Karina Cousineau wanted a comfortable dress she could wear to work and then out on the town, without going home to change. Unable find such a dress in the stores, she started designing and making some for herself. When friends asked her for dresses and someone else offered to put them on the rack in their store, Karina Dresses was born.
She built her business slowly, making five dresses at a time at her Greenpoint, Brooklyn apartment, later moving to the Catskills. Karina now sells her creations to boutiques across the country, as well as through her own website. In April, she’ll be opening her first store, Karina & Company, on Wall Street in Kingston.
Her success grew out of a lifetime of experience. “My mom taught me how to sew,” related Karina, sitting in the spare but tastefully appointed kitchen of the home she recently bought in Kingston. “I grew up wearing homemade clothes but didn’t particularly like to sew when I was younger. As a teenager I became interested in fashion, and then I appreciated having the skill.”
Jobs over the years included running production for a clothing company on Bali and then working in home furnishing designs for Ralph Lauren in Manhattan. In 1994, she escaped the fashion world and moved upstate, sewing for herself and waiting tables in Woodstock. In winter, when the restaurant business was slow, she’d spend time in India, volunteering for organizations such as the Little Stars School in Varanasi, where street children are brought in and educated. Karina Dresses now donates funds to the school to purchase sewing machines, and girls are taught to sew so they’ll have a trade that gives them independence.

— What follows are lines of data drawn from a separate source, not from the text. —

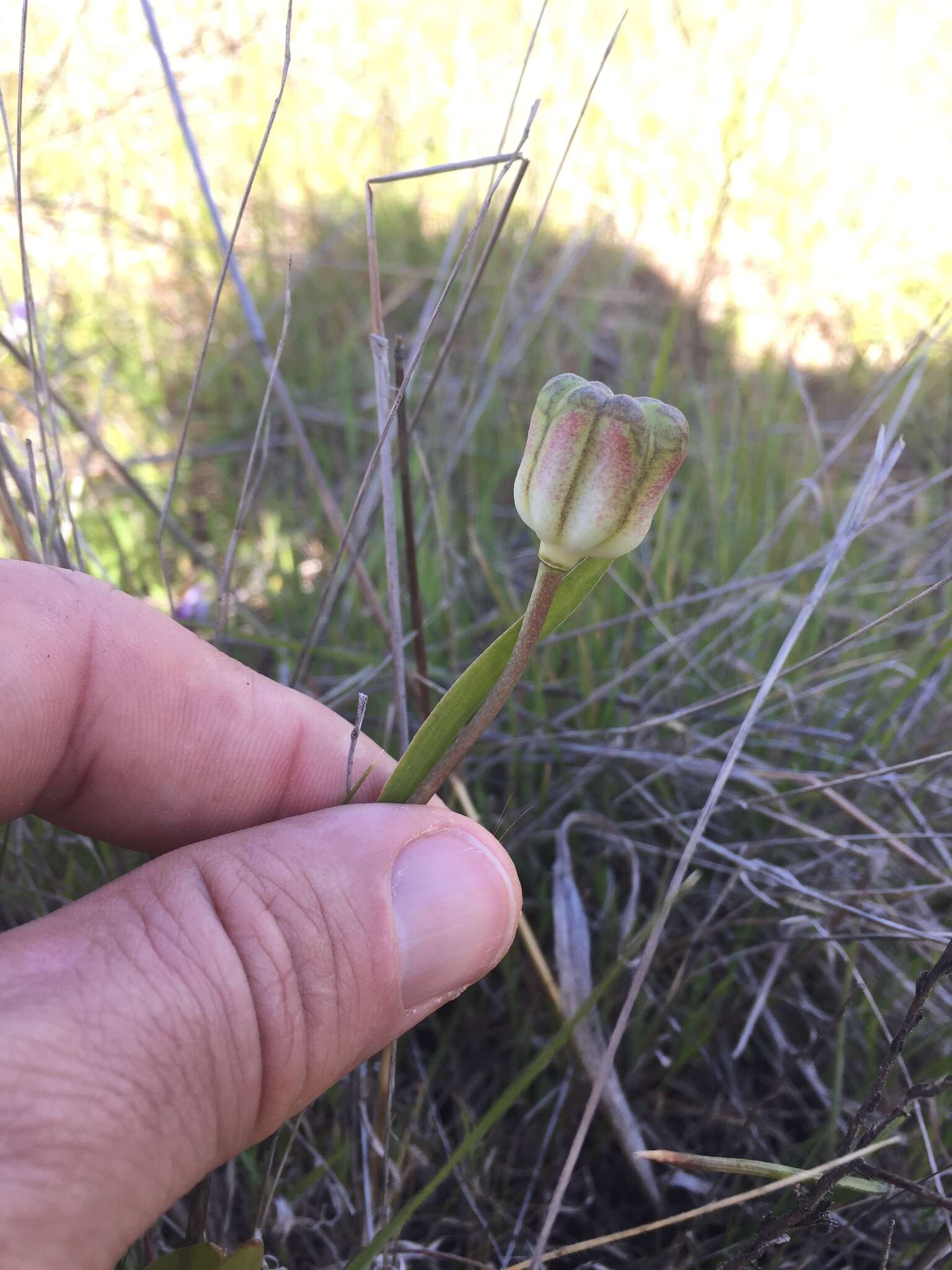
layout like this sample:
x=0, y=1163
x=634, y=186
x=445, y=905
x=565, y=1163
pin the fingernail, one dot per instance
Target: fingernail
x=455, y=912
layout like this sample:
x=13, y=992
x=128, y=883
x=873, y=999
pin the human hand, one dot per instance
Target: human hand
x=165, y=1023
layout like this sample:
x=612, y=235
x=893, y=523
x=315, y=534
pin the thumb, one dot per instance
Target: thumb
x=162, y=1025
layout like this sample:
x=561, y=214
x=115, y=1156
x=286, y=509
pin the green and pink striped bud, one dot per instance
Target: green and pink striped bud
x=596, y=468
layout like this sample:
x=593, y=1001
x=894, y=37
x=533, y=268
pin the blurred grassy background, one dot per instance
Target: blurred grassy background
x=752, y=223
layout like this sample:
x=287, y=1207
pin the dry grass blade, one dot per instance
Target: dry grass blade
x=15, y=525
x=252, y=478
x=748, y=1169
x=50, y=538
x=850, y=527
x=719, y=1206
x=413, y=575
x=573, y=957
x=229, y=253
x=507, y=161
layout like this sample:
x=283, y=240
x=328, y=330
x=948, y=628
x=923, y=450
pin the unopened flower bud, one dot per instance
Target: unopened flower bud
x=596, y=468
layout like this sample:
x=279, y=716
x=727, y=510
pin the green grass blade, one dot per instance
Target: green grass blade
x=506, y=1100
x=461, y=703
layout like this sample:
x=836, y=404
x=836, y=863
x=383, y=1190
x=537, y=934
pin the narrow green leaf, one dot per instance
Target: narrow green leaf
x=461, y=703
x=247, y=1256
x=196, y=1256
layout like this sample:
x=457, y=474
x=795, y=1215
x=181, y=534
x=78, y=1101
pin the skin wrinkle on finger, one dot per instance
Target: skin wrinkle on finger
x=192, y=974
x=203, y=744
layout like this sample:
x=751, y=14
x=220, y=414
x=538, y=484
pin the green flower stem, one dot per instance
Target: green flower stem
x=547, y=582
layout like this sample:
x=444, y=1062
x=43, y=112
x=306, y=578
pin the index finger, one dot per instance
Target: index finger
x=121, y=724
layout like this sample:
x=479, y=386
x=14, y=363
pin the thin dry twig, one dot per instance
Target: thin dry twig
x=860, y=1132
x=706, y=1209
x=413, y=577
x=507, y=161
x=250, y=481
x=850, y=527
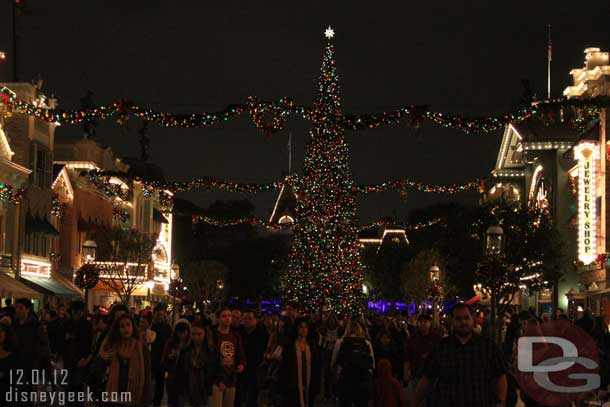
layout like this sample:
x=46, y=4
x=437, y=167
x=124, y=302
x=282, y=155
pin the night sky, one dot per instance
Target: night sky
x=465, y=57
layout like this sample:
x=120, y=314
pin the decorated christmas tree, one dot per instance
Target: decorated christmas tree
x=324, y=264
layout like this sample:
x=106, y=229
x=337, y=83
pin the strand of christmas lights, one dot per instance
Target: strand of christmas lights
x=281, y=109
x=404, y=184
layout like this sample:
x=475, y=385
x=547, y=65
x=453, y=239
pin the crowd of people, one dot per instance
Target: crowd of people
x=237, y=358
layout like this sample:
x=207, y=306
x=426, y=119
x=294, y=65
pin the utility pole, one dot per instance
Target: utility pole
x=549, y=59
x=15, y=75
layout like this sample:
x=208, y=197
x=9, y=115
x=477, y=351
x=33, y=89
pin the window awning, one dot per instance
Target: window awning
x=159, y=217
x=39, y=225
x=10, y=287
x=49, y=286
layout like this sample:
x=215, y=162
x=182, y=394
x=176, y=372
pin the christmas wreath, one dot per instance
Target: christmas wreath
x=86, y=277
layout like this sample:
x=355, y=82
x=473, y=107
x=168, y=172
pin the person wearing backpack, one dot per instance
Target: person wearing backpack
x=354, y=362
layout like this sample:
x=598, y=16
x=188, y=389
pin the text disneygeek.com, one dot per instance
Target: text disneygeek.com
x=62, y=398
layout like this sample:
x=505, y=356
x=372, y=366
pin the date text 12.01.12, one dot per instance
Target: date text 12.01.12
x=36, y=377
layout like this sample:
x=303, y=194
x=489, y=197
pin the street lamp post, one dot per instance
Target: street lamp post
x=150, y=284
x=435, y=293
x=494, y=239
x=89, y=251
x=494, y=245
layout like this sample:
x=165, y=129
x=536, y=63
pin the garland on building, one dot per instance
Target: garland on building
x=177, y=288
x=87, y=276
x=10, y=195
x=406, y=184
x=240, y=221
x=584, y=110
x=122, y=215
x=56, y=207
x=110, y=189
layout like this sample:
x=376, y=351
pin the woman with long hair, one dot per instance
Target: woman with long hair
x=354, y=362
x=8, y=359
x=299, y=368
x=129, y=364
x=602, y=338
x=273, y=356
x=181, y=337
x=194, y=371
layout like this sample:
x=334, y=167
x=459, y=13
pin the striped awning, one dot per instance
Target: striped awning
x=10, y=287
x=50, y=287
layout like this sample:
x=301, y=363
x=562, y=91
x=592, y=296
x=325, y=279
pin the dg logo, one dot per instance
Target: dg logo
x=556, y=363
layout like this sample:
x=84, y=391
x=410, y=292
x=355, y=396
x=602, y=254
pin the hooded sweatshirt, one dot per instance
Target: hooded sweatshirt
x=387, y=390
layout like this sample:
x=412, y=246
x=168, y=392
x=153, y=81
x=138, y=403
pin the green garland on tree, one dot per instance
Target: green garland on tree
x=86, y=277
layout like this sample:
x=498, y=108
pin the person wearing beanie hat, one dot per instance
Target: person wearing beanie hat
x=419, y=346
x=181, y=337
x=32, y=345
x=79, y=336
x=163, y=333
x=231, y=362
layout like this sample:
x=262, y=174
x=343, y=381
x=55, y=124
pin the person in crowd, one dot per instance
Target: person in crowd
x=163, y=332
x=291, y=311
x=268, y=324
x=602, y=338
x=56, y=332
x=297, y=368
x=417, y=350
x=255, y=339
x=228, y=344
x=328, y=337
x=32, y=343
x=62, y=314
x=79, y=335
x=195, y=369
x=385, y=347
x=586, y=322
x=387, y=391
x=236, y=320
x=8, y=359
x=512, y=335
x=469, y=369
x=8, y=308
x=147, y=335
x=354, y=360
x=128, y=361
x=558, y=313
x=181, y=337
x=118, y=310
x=273, y=355
x=478, y=321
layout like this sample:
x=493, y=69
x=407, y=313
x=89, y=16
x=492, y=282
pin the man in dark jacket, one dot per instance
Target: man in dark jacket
x=79, y=335
x=32, y=345
x=163, y=331
x=255, y=340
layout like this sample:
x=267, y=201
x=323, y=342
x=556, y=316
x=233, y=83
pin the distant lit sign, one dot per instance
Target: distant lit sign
x=587, y=155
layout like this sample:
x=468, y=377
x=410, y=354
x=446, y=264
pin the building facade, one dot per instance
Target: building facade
x=34, y=249
x=89, y=212
x=556, y=162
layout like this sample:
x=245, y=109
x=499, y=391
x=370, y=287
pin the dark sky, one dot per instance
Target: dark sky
x=464, y=57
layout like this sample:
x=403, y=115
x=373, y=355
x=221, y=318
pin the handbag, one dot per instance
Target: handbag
x=98, y=372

In 2008, as her dress designs were catching on, she moved to Phoenicia, and soon thereafter received an order of 300 dresses from the Sundance catalog. “That’s when I knew I was onto something,” she recalled. Just as she needed to up her production, someone recommended a tailor in Brooklyn. “I went to meet him,” said Karina, “and he was running a great shop. He knew all the ladies working there, and they were being paid a fair wage. This gave me a wonderful feeling.” She took on a partner to run the business end so she could focus on design, then hired a few people to maintain an office located across the hall from her tailor. The business flourished.
After working for larger fashion houses and being unhappy, she said, “I was excited to know it was possible to build a company based on love. I picked a business partner who shares my vision of having joyful days every day. Quality of life, workplace, and ethics are paramount to me.”
Karina considers herself more in the lifestyle industry than the fashion industry. She noted, “We promote positive body image, loving yourself exactly as you are. We make a dress for everybody. Our customers range from 18 to 80 years of age and sizes 0 to 24. I believe you should feel good in what you wear.” Designed to be figure-flattering, her dresses are also easy to care for. A Travel and Leisure blog called them “the perfect travel dress.”
Karina Dresses offers over a dozen styles with a vintage flair and variations in sleeve and hem lengths. Customers can shop by body shape, using the website to find styles flattering to a figure shaped like an hourglass, a triangle, an oval, or a rectangle. The women shown are not lean and hungry models but real people of various ages and sizes.
An essential goal of the business is to promote happiness. “Our customers are allowing us to have a joyful life,” she said. “It’s a circle that goes around and around. Many designers don’t know who their customers are. We listen to what our fans want. Our customers love us, and we are here making dresses, loving them back!”
Her rescue dog, Bodhi, whom she calls a “manager of joy,” has become certified as a therapy dog. Karina recently went through a program in Kingston to become certified as therapeutic foster parent. “I found a community of people helping children in all the counties around us, and they’re amazing people,” she reported. “Children are in such great need. And everyone needs a place to put their love.”
Karina Dresses can be purchased through https://www.karinadresses.com or at local boutiques such as Dig in Saugerties, Rambling Rose, and Woodstock Design. See the website for a complete list of stores. In April 2016, the shop Karina & Company will be opening at 329 Wall Street in Kingston.